The Truth About Plant-Based Eggs

There has long been a debate about the health benefits of eggs. BBC reports that eggs' high cholesterol content has put them in the "bad for you" category and makes those who eat them more susceptible to heart attacks. On the other end of the spectrum, eggs are very low in saturated fat, high in protein, and nutrient-dense. To add to the confusion, some organizations such as The American Heart Association have a two-sided perspective on the pros and cons, noting that while they are low in calories and rich in vitamins, their cholesterol level means that consumption should be monitored to prevent heart issues. 

What if there were an egg alternative that may be better for you? That may not spur so many questions about cholesterol and heart health? While it may seem like the spotlight is only on plant-based meats, a newer trend is taking shape in the form of vegan eggs. Here's the scoop.

Why there may be a need for egg alternatives

While not all experts agree on the link between dietary cholesterol in eggs and overall heart health, there is a general consensus they should be eaten in moderation and replaced with plant proteins when possible, says the Harvard School of Public Health. As Healthline shares, there's no need to stress about this issue when it comes to vegan eggs, which are cholesterol-free.

Scientists also point out the environmental benefits of eating plant-based eggs instead of regular ones. Even free-range hens produce greenhouse gases that contribute to climate change, which is why some people choose to lower their environmental footprint by eating plant-based foods (via Fractals). Additionally, egg production relies greatly on cereals and soy, which are also associated with high emissions, according to PubMed. On top of that, egg production is often a source of animal welfare concerns. Animal Equality describes cramped living spaces for egg-laying hens and states that many are mutilated due to stressful facility conditions.

How are vegan eggs made and what do they taste like?

Vegan eggs are typically made with a combination of plant-based ingredients that imitate chicken eggs' flavor and behavior — as in, their ability to scramble over heat or act as a binder in batters and other foods. While ingredients vary among producers, Live Kindly says that recipes can include anything from mung beans to "a combination of soymilk powder, modified cellulose, and natural flavors, including nutritional yeast and black salt," the latter of which is used for its eggy, sulfurous odor.
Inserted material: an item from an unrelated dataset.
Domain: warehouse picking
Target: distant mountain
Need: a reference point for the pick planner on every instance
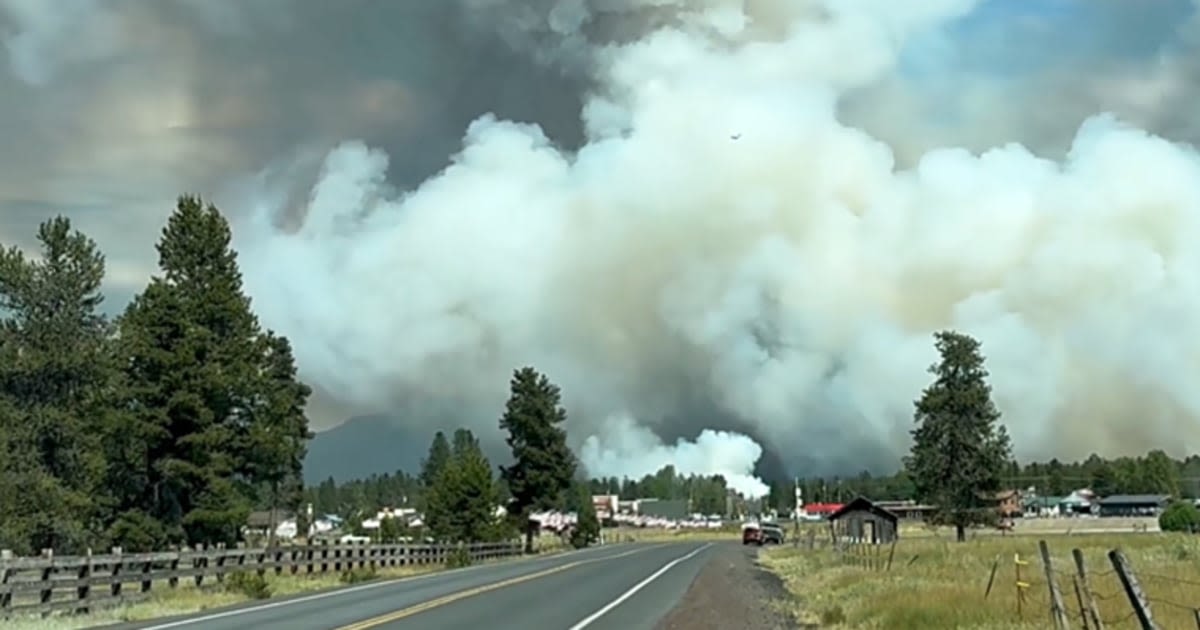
(361, 447)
As for how they compare to the real thing, The San Diego Union-Tribune conducted a taste test of Just Egg's pourable eggs and egg bites and noted "no difference in taste or texture" from chicken eggs The outlet reported that the plant-based products were just as much of a hit among staff carnivores as vegans. Tasters at Thrillist approved of the spot-on smell and flavor offered by the mung beans, but found the texture to be a little off, describing it as "gritty in some bites, stringy in others."

Popular brands of plant-based eggs

There are a variety of plant-based egg brands out there, but possibly none more popular than Just Egg. This plant-based egg substitute gets its flavor from mung beans and yellow color from turmeric, according to the company website. Just Egg came on the scene in 2019, reports Veg News, and just one year later came out with an updated, even eggier version. In a little over one year, the brand upped its retail presence by 40% and appeared on shelves at Kroger, Walmart, and Mariano's.

Crackd is the UK's response to Just Egg. Made with all-natural pea protein, Crackd's website claims to be for people "who can't, don't, or won't eat eggs." Other popular options include Zero Egg (available as a frozen liquid or powder), Simply Eggless (a bottled liquid), and Follow Your Heart's powdered VeganEgg. And it doesn't stop there. Plant-based food tech company Nabati Foods just announced its upcoming addition to the vegan egg scene in Canada with Plant Eggz (via Global Newswire).

Can vegan eggs be used normally in cooking and baking?

When word of Just Egg spread in 2019, many cooks tried using the substitute for recipes beyond just a scramble, and it seems like they succeeded. WorldofRandomStuff made a cake using a boxed mix and Just Egg on YouTube, and it seems like it came out pretty dang good. Vegan outlets such as The Beet say that Just Egg, Follow Your Heart VeganEgg, and other plant-based replacements will do "just fine" in recipes for desserts, vegetable patties, and more.

If you're thinking of buying some vegan eggs and are in need of plant-based inspiration, Just Egg has recipes for things buckwheat crêpes and oatmeal chocolate chip cookies on its website, while Crackd features ideas for hot cross buns and a chocolate Swiss roll. Intrigued by non-chicken eggs? The consensus seems to be that they act and taste like the real thing, so use the two interchangeably based on what you like and what you have.